Mam dziś wolny dzień od pracy z czego jestem bardzo zadowolona bo mogłam sobie na spokojnie posprzątać w domu (jeszcze nie skończyłam więc zaraz ruszam do roboty) i szykowałam z teściem opał na zimę. Mąż poszedł dziś pierwszy dzień do pracy po chorobowym i wróci dopiero po 22.00 a ja w tym czasie mogę sobie spokojnie pracować w domku . Może upiekę mu jakieś ciasto do kawki? Choć przyznam sama chętnie bym zjadła .
Czekam na @ a ona jak na złość nie chce się pojawić. Czekam aż mąż zrobi badanie nasienia żeby móc jechać do ginekologa. Czekam na ciążę, na to, że będę mamą. Czekam na urlop żeby trochę odpocząć. Jedno wielkie czekanie w moim życiu teraz...

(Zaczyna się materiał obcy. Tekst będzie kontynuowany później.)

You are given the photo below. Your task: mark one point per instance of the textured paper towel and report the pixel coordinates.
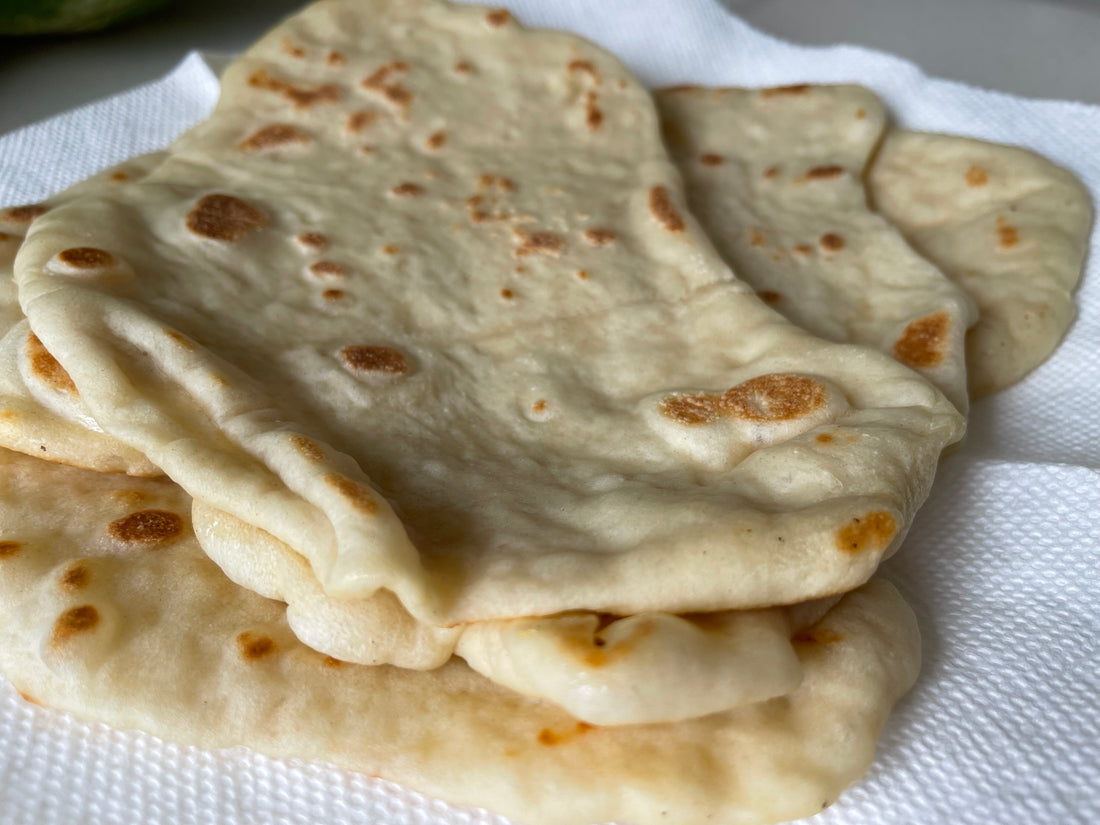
(1002, 565)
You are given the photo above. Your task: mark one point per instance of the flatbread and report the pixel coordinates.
(1009, 226)
(649, 437)
(109, 611)
(776, 176)
(52, 422)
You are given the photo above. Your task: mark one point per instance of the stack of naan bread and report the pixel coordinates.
(408, 414)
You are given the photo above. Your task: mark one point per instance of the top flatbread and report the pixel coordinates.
(1010, 227)
(776, 176)
(421, 301)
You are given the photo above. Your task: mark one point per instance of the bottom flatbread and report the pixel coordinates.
(109, 611)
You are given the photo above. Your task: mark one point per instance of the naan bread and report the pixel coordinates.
(1010, 227)
(421, 248)
(109, 611)
(51, 421)
(776, 176)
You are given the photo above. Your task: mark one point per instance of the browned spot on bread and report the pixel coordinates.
(359, 496)
(600, 237)
(86, 257)
(660, 207)
(75, 620)
(300, 96)
(374, 359)
(773, 397)
(873, 531)
(976, 176)
(593, 114)
(75, 576)
(312, 240)
(254, 647)
(223, 218)
(824, 173)
(23, 213)
(542, 243)
(924, 340)
(769, 296)
(358, 121)
(271, 136)
(816, 636)
(307, 448)
(146, 527)
(327, 270)
(46, 369)
(776, 91)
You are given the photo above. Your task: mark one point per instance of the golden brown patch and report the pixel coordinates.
(593, 114)
(660, 207)
(23, 213)
(223, 218)
(769, 296)
(873, 531)
(253, 647)
(774, 397)
(75, 576)
(301, 97)
(307, 448)
(46, 369)
(374, 360)
(824, 173)
(542, 243)
(360, 497)
(381, 83)
(776, 91)
(86, 257)
(600, 237)
(816, 636)
(146, 527)
(976, 176)
(922, 343)
(75, 620)
(276, 134)
(327, 270)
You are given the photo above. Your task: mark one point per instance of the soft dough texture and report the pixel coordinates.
(1010, 227)
(109, 611)
(420, 300)
(776, 176)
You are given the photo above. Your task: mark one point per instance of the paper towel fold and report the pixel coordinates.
(1002, 564)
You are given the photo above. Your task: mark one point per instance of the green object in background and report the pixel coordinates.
(62, 17)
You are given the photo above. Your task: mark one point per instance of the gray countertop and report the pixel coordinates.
(1034, 47)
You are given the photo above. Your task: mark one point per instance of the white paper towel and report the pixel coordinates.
(1002, 565)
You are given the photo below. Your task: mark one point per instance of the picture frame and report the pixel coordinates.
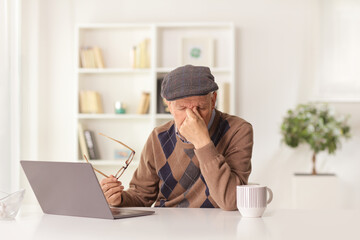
(197, 51)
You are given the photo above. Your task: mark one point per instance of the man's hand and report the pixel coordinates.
(194, 129)
(112, 189)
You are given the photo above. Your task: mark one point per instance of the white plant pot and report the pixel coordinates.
(315, 191)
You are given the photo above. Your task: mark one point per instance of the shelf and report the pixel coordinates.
(113, 116)
(164, 116)
(213, 70)
(112, 70)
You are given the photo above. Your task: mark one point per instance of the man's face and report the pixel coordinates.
(204, 105)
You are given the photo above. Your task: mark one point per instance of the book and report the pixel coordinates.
(90, 102)
(91, 57)
(140, 54)
(144, 103)
(99, 60)
(223, 97)
(161, 106)
(91, 145)
(82, 142)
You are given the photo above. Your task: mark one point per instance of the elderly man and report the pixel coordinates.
(195, 160)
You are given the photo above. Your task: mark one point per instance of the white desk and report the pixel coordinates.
(175, 223)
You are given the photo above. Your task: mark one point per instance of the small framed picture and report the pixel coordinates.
(197, 51)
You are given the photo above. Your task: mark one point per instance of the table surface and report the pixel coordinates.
(187, 223)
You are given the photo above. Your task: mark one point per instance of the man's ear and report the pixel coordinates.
(213, 100)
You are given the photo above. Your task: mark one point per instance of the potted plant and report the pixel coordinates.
(315, 125)
(319, 127)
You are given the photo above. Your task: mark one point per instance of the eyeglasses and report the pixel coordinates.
(123, 168)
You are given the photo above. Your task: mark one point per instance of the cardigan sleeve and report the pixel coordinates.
(223, 172)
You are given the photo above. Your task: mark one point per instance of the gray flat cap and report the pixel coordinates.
(187, 81)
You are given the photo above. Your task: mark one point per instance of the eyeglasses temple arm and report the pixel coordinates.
(94, 168)
(117, 141)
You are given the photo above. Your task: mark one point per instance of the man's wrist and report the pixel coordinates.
(202, 143)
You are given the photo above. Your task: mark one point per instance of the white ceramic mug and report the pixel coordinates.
(252, 199)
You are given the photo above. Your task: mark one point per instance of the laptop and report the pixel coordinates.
(72, 189)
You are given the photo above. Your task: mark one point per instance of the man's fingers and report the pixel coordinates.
(196, 112)
(108, 186)
(114, 199)
(190, 113)
(110, 179)
(113, 191)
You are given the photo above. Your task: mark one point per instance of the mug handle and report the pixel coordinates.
(270, 195)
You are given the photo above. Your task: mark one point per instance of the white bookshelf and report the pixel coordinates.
(118, 81)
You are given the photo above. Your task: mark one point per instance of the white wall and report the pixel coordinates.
(276, 61)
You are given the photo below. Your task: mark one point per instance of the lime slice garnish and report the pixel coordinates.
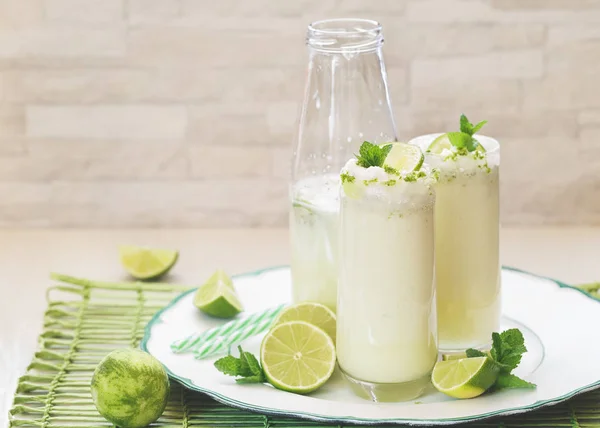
(404, 157)
(310, 312)
(147, 263)
(217, 297)
(466, 377)
(297, 357)
(442, 142)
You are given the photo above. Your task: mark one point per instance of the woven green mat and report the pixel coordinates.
(83, 323)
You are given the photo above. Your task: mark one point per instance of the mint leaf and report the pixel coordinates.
(472, 144)
(460, 140)
(465, 125)
(228, 365)
(250, 361)
(473, 353)
(508, 349)
(246, 368)
(508, 381)
(478, 127)
(251, 379)
(372, 154)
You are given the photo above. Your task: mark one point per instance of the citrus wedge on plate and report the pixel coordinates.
(217, 297)
(310, 312)
(466, 377)
(297, 357)
(147, 263)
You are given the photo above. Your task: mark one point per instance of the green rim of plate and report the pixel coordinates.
(330, 419)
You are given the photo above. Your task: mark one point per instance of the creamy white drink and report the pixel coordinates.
(386, 318)
(466, 242)
(314, 228)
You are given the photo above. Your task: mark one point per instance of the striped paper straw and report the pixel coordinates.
(223, 343)
(191, 343)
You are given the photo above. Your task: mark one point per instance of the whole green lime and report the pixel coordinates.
(130, 388)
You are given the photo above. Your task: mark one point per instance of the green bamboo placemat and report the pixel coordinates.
(86, 321)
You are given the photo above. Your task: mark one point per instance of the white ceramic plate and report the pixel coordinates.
(561, 326)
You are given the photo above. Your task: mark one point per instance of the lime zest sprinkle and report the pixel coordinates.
(390, 170)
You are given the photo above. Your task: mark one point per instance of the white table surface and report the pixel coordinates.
(27, 256)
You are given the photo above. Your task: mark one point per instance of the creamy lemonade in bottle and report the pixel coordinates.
(346, 102)
(466, 235)
(313, 229)
(386, 318)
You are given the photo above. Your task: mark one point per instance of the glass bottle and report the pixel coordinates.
(346, 101)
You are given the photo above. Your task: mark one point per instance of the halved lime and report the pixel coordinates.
(442, 142)
(217, 297)
(147, 263)
(310, 312)
(466, 377)
(404, 157)
(297, 357)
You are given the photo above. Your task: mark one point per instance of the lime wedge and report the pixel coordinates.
(217, 297)
(297, 357)
(404, 157)
(310, 312)
(464, 378)
(147, 263)
(442, 142)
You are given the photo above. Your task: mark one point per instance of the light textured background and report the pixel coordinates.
(181, 112)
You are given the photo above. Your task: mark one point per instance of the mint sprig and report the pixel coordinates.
(246, 368)
(465, 138)
(507, 350)
(372, 154)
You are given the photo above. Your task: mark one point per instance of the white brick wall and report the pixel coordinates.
(181, 112)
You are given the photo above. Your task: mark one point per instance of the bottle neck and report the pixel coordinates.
(344, 36)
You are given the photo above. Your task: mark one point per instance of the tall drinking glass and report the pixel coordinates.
(386, 317)
(467, 229)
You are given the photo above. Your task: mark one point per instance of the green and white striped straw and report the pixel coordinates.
(193, 342)
(223, 343)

Byłam u Pani endokrynolog i zrobiła mi USG tarczycy a tam wszystko w porządku. Prolaktyna lekko podwyższona ale też w porządku. Mam jeszcze się zgłosić do niej, stwierdziła, że na spokojnie przejrzy w domu wszystkie moje wyniki więc mam dzwonić do niej pod koniec miesiąca. Przepisała mi metforminę ale jej nie biorę. Nawet nie wiem czy jest mi potrzebna a przyznam szczerze, że nie mam jakoś zaufania do tej lekarki. Sama dawka mnie przeraża- 750 mg, tabletki o przedłużonym działaniu choć na początku przepisała mi 850 (w aptece dzwonili do niej bo nie ma Glucophage XR 850 mg a tak mi zapisała i wtedy zmieniła, że ma być 750). I tak jak czytałam to dużo osób zaczyna od dawki 500 mg a nie tej co ja mam. Więc na razie się wstrzymuję z tym ale jeszcze pójdę do niej bo jestem ciekawa co dopatrzy w tych moich wynikach.
Mąż dalej nie zrobił badań nasienia choć wiedział, że chciałam w czasie urlopu jechać do ginekologa razem z nim. Później ciężko mi będzie wziąć wolne więc wizyta znowu się odroczy. Ale on ma to gdzieś i mijają dni a on nic nie robi z tym. Nie mam siły z nim dyskutować na ten temat.
Chciałabym już wiedzieć, w którą stronę zmierza ten cykl tzn. albo @ albo ciąża choć w to drugie za bardzo nie wierzę. No bo owulacja tak późno? To jakiej jakości jest ta moja komórka jajowa, co? Także czekam co z tego wszystkiego wyniknie.
14 dpo (?)
Dziś mamy rocznicę ślubu . Myślałam, że mojemu mężowi zrobię taką cudowną niespodziankę i pokażę mu pozytywny test ciążowy. A tu nic z tego. Ani @ ani ciąży .
Trzymam za was mocno kciuki! Trzeba walczyć!!